You shouldn’t drive like this, it’s too fast. I don’t like going so fast. Please may you stop this car now? I’ll walk back, it’d be OK.

Why did you pull me into your car?

When we stop at a traffic light I’ll just get out.

This isn’t anywhere near my school. I don’t know where we are. Where are you taking me? Please may we stop? Please don’t take me any further.

What do you want me to go with you for?

Why don’t you say anything to me?

Why are we going this way? I’m not allowed to go here.

Please may we stop. I won’t tell anyone, I can say I forgot it was Mr Forbes, or I ran away … yes, that’s it, if you like, if I say I ran away. Then it will be me who gets into trouble. You wouldn’t get into trouble. I won’t say anything about you. I can’t anyway, can I, I don’t know your name and I wouldn’t say about the car. They wouldn’t know then. Why won’t you do that?


Please do that. I don’t want to go with you.

Please. I don’t like going with you in this car.




What was it exactly? ‘Never has spring seemed so springlike, never has blossomed bloomed like this.’ And who had said it?

Karin McCafferty stood in the car park of Bevham General Hospital and looked at the grey sky – a miraculous, soft, gull’s wing grey – and felt the east wind cool and sweet on her face.

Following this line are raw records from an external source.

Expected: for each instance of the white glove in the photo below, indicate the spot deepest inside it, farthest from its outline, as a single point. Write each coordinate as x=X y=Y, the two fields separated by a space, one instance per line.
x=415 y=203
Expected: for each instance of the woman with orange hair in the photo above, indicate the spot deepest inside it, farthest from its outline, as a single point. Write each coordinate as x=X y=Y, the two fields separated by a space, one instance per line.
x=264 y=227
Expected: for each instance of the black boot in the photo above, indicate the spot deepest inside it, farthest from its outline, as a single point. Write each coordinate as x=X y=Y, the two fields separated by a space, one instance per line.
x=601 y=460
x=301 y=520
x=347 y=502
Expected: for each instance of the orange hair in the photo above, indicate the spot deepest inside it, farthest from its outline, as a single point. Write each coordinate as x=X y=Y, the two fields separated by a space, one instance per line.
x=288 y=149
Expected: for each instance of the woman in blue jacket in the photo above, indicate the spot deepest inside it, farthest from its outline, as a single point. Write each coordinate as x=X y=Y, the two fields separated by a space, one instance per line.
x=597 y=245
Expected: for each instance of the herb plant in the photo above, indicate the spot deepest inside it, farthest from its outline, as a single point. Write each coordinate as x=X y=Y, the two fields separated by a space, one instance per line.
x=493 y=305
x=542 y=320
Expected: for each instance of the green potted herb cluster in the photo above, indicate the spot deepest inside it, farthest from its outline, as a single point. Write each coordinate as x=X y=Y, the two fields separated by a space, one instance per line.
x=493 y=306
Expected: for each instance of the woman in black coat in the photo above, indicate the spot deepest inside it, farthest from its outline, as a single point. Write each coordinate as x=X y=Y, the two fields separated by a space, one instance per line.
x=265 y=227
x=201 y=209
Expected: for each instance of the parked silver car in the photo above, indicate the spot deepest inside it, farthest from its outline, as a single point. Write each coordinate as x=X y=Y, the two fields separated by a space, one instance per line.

There was a small bare tree beside her car, and a short run of stumpy hawthorn hedge. She stared in amazement at the texture of the tree’s bark and at the colours of it. So many shadings of brown and charcoal, silver and mossy green. The hawthorn was like an intricate pencil scribble.

Ten minutes ago she had been sitting and waiting, dry-mouthed, in front of her pleasant, redheaded Irish oncologist, who read from the notes and reports in front of her, looked up, placed the sheets neatly together and closed the folder. And then she had smiled. ‘You’re fine, Karin,’ she had said. ‘Clean as a whistle. No new cancer cells and nothing left of the old ones.’